For the solution of this I went purely LINQ / method calls, and I want to keep it that way.

new string[]
{
 "EBrown"
}
.Select(name =>
 new Random(
 Encoding
 .UTF8
 .GetBytes(name)
 .Select((b, i) =>
 b << (i % 4) * 8
 )
 .Aggregate(0, (acc, i) =>
 acc + i
 )
 )
)
.Select(r =>
 new double[3]
 {
 r.NextDouble(),
 r.NextDouble(),
 r.NextDouble()
 }
)

I did not return a Color mostly because I'm not referencing any libraries that have a Color (this was built in the C# Interactive window), but also because it should be generic enough to just return a list of three values for the color.

To address one of the comments:

What purpose of this: .Aggregate(0, (acc, i) => acc + i)?
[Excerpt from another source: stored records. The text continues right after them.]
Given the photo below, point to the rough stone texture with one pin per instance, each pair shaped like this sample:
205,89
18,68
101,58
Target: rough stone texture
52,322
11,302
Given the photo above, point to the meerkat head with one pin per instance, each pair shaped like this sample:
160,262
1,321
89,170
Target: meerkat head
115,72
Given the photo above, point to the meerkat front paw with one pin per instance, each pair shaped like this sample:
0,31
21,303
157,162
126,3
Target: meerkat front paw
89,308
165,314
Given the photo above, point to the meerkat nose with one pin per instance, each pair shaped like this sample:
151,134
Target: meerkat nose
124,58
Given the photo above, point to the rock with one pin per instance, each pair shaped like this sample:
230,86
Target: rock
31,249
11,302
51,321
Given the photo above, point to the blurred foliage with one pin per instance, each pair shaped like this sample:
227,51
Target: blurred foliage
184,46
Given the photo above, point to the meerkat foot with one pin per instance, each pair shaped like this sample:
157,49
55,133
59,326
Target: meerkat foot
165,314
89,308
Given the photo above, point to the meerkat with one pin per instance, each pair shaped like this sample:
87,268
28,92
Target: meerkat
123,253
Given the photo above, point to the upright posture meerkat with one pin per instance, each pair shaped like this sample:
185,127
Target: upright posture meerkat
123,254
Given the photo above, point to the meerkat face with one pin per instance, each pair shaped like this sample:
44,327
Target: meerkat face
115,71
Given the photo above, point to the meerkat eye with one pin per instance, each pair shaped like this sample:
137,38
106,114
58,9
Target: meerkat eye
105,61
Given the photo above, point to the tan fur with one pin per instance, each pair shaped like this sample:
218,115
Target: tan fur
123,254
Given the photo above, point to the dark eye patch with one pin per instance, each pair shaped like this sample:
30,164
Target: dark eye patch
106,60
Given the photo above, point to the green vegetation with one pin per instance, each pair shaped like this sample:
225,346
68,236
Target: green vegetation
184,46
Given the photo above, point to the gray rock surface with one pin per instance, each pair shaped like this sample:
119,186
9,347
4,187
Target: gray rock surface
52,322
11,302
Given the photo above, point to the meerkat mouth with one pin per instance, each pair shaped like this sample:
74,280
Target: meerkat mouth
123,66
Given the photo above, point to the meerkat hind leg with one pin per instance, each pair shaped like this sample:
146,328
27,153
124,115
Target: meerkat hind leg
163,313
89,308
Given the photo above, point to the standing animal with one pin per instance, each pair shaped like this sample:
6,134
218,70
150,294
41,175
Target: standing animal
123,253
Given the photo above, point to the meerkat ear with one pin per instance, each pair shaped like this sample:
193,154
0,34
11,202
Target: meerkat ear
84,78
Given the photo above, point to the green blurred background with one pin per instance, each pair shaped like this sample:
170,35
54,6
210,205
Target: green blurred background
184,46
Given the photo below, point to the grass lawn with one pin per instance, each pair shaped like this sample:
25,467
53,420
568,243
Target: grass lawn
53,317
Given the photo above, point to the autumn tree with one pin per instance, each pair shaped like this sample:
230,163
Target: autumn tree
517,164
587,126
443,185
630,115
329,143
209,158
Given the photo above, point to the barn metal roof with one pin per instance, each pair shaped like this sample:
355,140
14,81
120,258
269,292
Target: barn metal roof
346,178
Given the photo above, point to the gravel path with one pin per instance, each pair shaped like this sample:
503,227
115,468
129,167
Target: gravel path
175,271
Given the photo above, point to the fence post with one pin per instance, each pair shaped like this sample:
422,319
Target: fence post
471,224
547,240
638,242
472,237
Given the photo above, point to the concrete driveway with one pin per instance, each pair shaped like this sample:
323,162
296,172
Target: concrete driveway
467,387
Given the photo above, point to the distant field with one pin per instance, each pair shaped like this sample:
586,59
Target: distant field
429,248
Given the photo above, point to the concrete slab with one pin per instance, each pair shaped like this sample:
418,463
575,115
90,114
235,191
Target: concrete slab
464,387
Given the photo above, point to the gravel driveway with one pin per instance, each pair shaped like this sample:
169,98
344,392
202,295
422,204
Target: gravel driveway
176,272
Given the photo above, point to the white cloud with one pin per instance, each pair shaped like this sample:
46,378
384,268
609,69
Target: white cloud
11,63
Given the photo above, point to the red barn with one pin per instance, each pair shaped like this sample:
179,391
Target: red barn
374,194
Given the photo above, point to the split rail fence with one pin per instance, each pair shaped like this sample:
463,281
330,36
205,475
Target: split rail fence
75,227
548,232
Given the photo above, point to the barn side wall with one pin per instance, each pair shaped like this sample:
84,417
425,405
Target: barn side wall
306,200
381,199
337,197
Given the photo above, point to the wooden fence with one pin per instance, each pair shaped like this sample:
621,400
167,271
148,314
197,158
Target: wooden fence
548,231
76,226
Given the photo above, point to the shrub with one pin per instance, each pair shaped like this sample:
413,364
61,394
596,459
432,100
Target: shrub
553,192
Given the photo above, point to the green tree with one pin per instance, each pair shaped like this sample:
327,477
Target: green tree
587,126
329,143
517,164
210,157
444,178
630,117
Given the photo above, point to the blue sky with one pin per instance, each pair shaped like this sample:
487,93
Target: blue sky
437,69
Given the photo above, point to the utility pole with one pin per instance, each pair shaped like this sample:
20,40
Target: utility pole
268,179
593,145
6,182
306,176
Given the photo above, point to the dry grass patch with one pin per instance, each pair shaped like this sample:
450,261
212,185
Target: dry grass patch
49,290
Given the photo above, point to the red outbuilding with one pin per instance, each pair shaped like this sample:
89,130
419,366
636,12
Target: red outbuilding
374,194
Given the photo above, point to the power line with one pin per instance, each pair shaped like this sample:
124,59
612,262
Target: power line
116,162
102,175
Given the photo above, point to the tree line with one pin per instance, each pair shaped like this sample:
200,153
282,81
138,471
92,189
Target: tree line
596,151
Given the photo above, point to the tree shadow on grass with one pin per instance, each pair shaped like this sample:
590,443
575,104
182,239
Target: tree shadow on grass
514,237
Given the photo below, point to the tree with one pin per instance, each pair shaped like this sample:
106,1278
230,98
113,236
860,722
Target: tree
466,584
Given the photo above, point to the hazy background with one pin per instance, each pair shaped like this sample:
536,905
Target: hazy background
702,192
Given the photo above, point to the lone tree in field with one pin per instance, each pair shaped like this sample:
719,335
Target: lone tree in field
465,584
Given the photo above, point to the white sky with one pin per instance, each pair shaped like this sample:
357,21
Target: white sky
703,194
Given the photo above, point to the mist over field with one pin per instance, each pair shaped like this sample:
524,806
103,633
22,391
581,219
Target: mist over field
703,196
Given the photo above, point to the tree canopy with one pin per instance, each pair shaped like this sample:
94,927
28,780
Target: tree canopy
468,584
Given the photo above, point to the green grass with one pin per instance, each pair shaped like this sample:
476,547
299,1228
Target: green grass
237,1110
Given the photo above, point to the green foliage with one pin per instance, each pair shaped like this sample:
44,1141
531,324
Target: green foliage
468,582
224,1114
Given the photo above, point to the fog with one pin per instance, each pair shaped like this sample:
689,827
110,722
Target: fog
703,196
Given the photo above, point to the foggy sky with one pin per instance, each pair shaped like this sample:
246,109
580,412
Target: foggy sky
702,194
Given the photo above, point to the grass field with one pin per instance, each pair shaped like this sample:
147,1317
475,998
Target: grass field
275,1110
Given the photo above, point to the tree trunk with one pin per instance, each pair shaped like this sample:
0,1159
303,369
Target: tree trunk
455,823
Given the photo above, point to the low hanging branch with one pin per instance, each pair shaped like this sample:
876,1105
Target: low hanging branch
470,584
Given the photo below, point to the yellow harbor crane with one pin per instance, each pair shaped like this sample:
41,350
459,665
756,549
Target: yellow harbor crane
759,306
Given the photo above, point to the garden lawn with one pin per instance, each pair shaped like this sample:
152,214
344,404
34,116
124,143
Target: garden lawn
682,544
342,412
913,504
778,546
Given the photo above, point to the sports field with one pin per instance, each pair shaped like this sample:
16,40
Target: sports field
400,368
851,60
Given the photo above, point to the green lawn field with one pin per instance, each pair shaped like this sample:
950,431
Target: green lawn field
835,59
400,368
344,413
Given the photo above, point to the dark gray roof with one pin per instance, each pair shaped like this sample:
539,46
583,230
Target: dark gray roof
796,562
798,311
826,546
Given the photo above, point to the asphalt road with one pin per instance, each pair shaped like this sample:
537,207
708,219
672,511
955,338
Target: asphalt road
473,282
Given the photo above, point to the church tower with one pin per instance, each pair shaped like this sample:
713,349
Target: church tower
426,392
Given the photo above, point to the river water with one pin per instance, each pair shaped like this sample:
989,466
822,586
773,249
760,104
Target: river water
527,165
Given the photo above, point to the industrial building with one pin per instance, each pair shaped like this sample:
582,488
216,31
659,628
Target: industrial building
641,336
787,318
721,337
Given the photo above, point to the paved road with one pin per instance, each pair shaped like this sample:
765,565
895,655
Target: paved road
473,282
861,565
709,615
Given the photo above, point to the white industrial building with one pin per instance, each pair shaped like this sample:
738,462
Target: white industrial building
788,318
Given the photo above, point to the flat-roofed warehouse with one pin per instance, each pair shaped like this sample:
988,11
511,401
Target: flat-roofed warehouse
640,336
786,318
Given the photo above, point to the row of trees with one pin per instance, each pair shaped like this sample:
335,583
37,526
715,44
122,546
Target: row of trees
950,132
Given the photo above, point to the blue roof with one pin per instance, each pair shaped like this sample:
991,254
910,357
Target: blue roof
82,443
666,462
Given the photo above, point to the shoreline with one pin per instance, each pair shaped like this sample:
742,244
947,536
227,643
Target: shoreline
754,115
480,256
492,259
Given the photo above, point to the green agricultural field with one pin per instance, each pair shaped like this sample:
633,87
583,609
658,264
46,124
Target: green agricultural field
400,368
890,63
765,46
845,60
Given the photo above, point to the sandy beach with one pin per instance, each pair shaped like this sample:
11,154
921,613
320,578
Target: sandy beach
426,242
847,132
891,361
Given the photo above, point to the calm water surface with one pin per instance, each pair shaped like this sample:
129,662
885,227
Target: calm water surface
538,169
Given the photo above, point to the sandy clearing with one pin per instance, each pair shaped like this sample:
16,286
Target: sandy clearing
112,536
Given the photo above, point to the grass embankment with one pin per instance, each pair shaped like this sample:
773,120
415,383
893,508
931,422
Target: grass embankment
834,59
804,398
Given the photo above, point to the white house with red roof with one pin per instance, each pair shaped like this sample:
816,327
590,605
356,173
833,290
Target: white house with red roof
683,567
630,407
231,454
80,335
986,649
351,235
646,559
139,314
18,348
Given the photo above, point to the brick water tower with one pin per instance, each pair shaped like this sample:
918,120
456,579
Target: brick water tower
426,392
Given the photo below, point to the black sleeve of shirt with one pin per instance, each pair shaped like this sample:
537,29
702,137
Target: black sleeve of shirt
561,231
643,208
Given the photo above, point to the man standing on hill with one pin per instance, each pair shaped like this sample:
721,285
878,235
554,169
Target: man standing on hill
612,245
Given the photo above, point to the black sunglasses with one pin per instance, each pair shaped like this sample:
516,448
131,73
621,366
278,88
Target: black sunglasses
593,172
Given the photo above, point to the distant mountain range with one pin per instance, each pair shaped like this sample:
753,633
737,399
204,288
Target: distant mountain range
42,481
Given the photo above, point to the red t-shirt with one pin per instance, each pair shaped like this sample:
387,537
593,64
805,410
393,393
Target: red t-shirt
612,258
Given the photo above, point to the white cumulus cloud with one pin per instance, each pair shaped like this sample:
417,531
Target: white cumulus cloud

It is just the same as Sum()...

As the two of us discovered (thanks Maxim for starting this discussion) the Sum method performs it's operation within a checked context, and will throw an OverflowException on the last test-case I provided in this case. Wrapping the entire thing in an unchecked context does not result in a solution, as the local checked context in Sum takes precedence.

We could define a SumOverflow method that would do the summation inside an unchecked context, but that takes us out of vanilla-LINQ mode, and requires an additional dependency on a new method. (I literally want zero additional dependencies, I only want vanilla / naked LINQ.)

Regarding:

I also think this b << (i % 4) * 8 requires encapsulation too. It's a magic formula. Perhaps you could explain what you are calculating here?

Shout out to t3chb0t: you're not wrong; however, that, once again, goes against my intent. I'm trying to design this purely LINQ-only, as I want to be able to copy/pasta it and modify as necessary for the specific implementation (if I am even doing so), but I don't want to use any additional dependencies. That said, if someone comes up with a way to encapsulate it and keep it simple, I'm more than happy to use it.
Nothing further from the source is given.